The next step of the quality control is a check of the content, which is performed by an Editorial Board. This board is in principle independent of the Technical Board, though there might be personal overlap. It is very well possible to have an instance of Living Sources without any Editorial Board, or to have multiple Editorial Boards alongside each other, with different criteria to evaluate the data. The Editorial Board function much like a traditional Editorial Board in scientific publication. It consists of a group of specialists from the field that write reports, or issue reports to be written by peers. Each Board sets its own quality criteria and decides on acceptance/rejections of any submissions. Simply being part of any Living Sources framework does not automatically imply that a particular Editorial Board has any prestige. Any Editorial Board will have to build its reputation among the content providers through the decisions they take.
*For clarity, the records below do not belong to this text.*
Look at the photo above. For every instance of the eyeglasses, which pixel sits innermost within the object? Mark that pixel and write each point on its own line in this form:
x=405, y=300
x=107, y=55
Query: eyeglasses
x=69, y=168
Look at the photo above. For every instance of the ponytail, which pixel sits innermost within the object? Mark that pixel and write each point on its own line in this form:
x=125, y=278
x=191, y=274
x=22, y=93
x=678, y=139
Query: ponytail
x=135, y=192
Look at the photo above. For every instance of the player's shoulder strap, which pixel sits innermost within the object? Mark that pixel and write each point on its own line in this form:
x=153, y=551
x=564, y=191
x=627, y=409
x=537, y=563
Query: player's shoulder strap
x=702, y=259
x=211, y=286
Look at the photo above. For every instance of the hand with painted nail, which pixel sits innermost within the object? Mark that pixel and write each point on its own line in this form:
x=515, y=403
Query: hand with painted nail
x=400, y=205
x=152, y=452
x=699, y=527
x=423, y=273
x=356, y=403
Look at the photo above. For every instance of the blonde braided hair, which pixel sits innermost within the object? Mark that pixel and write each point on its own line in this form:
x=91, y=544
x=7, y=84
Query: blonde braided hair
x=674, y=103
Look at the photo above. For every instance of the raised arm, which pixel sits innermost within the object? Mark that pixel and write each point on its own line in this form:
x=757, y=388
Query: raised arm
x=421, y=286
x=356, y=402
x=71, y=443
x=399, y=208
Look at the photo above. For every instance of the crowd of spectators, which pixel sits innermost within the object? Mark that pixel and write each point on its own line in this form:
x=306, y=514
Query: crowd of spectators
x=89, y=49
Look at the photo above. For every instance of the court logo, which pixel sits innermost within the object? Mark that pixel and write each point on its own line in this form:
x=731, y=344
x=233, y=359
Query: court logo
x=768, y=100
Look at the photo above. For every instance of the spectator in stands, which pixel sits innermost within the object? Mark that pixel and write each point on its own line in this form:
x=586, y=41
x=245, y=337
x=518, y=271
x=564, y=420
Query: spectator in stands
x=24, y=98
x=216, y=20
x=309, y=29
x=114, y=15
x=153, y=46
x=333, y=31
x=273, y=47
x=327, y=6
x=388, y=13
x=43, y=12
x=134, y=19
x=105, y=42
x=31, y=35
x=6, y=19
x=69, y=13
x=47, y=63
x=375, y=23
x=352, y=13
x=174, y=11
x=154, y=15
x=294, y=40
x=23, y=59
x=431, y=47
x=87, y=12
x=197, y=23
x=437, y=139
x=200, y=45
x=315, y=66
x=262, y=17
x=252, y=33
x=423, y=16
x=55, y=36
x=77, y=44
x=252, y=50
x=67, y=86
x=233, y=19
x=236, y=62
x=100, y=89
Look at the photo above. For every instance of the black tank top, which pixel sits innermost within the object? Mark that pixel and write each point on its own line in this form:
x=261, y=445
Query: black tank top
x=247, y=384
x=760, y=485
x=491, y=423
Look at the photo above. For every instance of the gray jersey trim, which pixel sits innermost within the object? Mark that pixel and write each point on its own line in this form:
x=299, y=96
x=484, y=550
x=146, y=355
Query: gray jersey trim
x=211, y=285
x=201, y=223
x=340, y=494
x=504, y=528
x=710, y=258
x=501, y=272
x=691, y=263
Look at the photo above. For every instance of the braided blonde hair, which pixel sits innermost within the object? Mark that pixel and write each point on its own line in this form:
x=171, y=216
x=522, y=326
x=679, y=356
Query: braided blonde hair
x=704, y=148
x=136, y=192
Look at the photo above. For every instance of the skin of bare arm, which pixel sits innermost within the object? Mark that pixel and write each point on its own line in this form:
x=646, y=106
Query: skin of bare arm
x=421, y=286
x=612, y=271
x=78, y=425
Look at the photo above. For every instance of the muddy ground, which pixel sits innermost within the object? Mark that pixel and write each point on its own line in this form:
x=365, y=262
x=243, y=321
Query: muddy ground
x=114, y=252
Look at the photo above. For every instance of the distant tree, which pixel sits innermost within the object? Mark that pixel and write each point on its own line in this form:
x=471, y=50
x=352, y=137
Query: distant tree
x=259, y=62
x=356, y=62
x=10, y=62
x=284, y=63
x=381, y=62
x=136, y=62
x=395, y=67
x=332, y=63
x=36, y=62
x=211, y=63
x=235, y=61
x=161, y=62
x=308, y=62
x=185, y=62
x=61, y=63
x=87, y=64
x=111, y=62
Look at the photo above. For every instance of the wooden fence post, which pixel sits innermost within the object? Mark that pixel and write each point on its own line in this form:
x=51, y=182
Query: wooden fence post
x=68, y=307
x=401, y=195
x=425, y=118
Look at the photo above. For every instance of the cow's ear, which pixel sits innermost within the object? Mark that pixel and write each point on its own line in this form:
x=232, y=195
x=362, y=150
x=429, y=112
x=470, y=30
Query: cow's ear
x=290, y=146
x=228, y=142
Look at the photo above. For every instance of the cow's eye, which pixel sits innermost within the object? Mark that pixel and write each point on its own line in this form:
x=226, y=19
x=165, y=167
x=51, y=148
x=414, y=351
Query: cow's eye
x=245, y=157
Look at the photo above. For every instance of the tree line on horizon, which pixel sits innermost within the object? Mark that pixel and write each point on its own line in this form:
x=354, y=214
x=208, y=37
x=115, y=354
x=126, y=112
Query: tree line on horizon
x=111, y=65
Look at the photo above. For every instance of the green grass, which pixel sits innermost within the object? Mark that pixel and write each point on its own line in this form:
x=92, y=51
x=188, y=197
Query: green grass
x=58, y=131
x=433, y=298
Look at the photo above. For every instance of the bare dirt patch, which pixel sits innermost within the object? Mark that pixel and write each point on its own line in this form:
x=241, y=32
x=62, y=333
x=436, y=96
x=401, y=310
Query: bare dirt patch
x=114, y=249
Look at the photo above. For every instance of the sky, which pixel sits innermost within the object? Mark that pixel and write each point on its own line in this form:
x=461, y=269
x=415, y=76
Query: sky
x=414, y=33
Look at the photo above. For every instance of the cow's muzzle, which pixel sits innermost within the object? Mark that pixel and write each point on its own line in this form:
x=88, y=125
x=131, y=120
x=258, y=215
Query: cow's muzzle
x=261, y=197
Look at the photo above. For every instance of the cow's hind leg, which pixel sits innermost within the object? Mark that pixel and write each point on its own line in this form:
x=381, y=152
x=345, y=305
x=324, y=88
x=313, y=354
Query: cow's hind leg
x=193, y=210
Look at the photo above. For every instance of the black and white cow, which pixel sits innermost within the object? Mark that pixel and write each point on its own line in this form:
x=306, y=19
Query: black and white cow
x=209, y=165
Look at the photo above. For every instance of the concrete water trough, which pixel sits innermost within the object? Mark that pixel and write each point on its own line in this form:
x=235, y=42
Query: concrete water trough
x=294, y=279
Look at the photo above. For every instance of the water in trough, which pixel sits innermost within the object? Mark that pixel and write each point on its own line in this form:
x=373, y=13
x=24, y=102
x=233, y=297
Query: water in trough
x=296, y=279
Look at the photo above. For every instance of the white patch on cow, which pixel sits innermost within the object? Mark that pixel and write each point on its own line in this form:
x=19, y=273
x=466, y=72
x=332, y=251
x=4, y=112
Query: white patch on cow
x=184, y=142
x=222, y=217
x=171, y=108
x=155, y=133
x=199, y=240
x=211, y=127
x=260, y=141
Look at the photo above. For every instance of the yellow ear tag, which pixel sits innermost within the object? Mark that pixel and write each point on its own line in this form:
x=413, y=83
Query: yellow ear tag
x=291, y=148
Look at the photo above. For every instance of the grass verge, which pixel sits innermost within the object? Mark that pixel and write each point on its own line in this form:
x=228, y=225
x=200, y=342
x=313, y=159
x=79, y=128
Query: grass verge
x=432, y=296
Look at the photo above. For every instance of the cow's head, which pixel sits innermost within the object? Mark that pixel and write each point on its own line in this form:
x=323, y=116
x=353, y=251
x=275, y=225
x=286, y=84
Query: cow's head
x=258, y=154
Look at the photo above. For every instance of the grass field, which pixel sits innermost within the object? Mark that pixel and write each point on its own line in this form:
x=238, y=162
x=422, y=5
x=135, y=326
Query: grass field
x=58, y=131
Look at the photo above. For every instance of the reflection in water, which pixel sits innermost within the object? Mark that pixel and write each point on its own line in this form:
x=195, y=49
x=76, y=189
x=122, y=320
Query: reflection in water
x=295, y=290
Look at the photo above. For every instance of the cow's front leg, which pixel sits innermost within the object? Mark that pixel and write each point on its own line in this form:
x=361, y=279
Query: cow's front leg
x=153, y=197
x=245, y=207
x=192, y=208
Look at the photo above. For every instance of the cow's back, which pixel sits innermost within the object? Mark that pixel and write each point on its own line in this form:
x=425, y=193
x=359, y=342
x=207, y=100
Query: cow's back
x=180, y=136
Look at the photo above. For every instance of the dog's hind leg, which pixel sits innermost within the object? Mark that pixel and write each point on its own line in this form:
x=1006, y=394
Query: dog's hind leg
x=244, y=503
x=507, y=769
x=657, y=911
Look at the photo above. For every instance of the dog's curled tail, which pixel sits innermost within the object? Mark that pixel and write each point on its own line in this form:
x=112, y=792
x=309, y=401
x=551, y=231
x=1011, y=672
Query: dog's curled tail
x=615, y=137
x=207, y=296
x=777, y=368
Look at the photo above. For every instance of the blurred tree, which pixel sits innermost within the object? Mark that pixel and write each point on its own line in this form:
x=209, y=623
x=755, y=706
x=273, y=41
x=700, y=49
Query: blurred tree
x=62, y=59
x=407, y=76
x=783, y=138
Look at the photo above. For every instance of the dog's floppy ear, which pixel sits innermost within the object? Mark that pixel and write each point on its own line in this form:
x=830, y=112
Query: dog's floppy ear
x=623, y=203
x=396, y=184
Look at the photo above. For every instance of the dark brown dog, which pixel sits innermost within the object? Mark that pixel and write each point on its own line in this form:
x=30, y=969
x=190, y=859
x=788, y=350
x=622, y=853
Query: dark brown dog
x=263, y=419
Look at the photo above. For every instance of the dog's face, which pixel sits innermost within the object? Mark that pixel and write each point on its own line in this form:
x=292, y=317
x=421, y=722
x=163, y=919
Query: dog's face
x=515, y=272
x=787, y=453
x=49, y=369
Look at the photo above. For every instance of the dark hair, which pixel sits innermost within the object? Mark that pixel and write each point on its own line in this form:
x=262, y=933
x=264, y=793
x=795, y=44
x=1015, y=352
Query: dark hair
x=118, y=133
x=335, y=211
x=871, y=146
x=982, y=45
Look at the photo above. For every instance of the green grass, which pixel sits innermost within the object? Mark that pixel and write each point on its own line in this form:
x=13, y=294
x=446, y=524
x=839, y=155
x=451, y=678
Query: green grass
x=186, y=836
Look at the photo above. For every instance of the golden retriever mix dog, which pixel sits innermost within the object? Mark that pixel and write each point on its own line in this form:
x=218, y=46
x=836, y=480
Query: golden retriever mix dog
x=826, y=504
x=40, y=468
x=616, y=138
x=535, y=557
Living Sources in Lexical Description[edit]

Scientific scope[edit]

The Living Sources in Lexical Description is the first implementation of the Living Sources framework. It is specifically geared towards the publication of dictionaries and other lexical resourced of the world's languages. Words are of prime interest to linguists and the general audience alike. Also, in the context of the recent movement in linguistics to recognize constructions (including both "set expressions" and "grammatical structures") as language-particular entities on a par with lexical items ("words"), the infrastructure for lexical resources can be expanded to a much larger scope of language description in the future.

Various branches of linguistics are interested in well-organized and cross-searchable lexical resources, like:

  • Lexicography and terminology research
  • Description and documentation of endangered languages
  • Dialectology
  • Ethnolinguistics
  • Historical linguistics
  • Computational linguistics
  • Psycholinguistics

Yet, in the first phase of establishing Living Sources in Lexical Description, we will primarily focus on lexical resources of lesser studies and often endangered languages, offering specialists for such languages to publish their resources for which traditional publishers lack the needed publishing resources because the market is too small. The result of this disinterest is that many of the people working in the context of language documentation and description have a great amount of scientifically highly valuable lexical data that mostly does not leave their desks. Even if they are lucky enough to find a publisher for a dictionary, this will only be for very particular particular kind of data, namely not too little (as that will not make a nice book), nor too much (because that will not fit into a book). Also, because an offer to publish a dictionary will a one-time event (there is too little demand to allow for updated editions), there is a strong tendency to delay the publication as long as possible to make the dictionary as complete and error-free as possible.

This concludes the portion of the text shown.